Article 1 of the New York Convention states:
“This Convention shall apply to the recognition and enforcement of arbitral awards made in the territory of a State other than the State where the recognition and enforcement of such awards are sought, and arising out of differences between persons, whether physical or legal. It shall also apply to arbitral awards not considered as domestic awards in the State where their recognition and enforcement are sought.”
Considering the above, we are informed of two standards in identifying foreign arbitral awards; the standard of territory; the standard of non-domestic.
The basis of the standard of territory is as follows; the territory where an award is made is the territory where the award is enforced, the award is domestic; if the award is foreign, the New York Convention shall apply.
According to the New York Convention, it is easy to say that although foreign factors may be involved in an award, the award may simply be domestic as the territory where the award is made and the territory where the award is enforced are the same.
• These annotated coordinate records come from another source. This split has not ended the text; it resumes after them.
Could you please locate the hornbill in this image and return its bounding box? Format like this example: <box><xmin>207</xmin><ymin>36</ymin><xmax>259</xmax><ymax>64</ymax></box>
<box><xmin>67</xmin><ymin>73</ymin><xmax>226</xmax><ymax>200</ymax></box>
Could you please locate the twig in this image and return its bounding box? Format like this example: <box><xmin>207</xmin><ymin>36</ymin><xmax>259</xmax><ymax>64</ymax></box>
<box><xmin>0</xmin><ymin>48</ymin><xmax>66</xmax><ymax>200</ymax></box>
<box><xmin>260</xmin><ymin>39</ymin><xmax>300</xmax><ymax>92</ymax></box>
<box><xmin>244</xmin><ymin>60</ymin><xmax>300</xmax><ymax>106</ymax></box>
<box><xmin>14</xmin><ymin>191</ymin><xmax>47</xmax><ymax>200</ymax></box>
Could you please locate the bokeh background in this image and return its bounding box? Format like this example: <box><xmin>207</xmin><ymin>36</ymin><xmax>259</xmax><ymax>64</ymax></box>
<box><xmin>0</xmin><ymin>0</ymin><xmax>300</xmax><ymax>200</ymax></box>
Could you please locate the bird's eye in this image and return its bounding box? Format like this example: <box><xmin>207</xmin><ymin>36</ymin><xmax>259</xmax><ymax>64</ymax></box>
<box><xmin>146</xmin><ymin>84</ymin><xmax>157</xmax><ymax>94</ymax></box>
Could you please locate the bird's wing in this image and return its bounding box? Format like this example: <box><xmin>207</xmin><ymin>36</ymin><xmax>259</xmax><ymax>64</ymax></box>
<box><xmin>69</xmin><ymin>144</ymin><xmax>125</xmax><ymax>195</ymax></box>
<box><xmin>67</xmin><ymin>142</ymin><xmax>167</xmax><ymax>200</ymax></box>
The standard of non-domestic infers the territory where an award is made is the territory where the award is enforced; however, if the performing court considers the arbitral award not to be domestic, the award shall be considered foreign and the New York Convention shall apply. According to the legislative background of the New York Convention, the non-domestic standard is mainly applied to contracts agreed upon by both parties and the awards are made in accordance with the law of the foreign country. The court in the place of performance can justify this standard as the award is made in accordance with the other countries’ law. It is noteworthy that the standard of the territory will prevail when both standards may be applied. The standard of non-domestic is a complementary standard, which shall not be in conflict with any other and shall be applied to extend the scope and application of the New York Convention.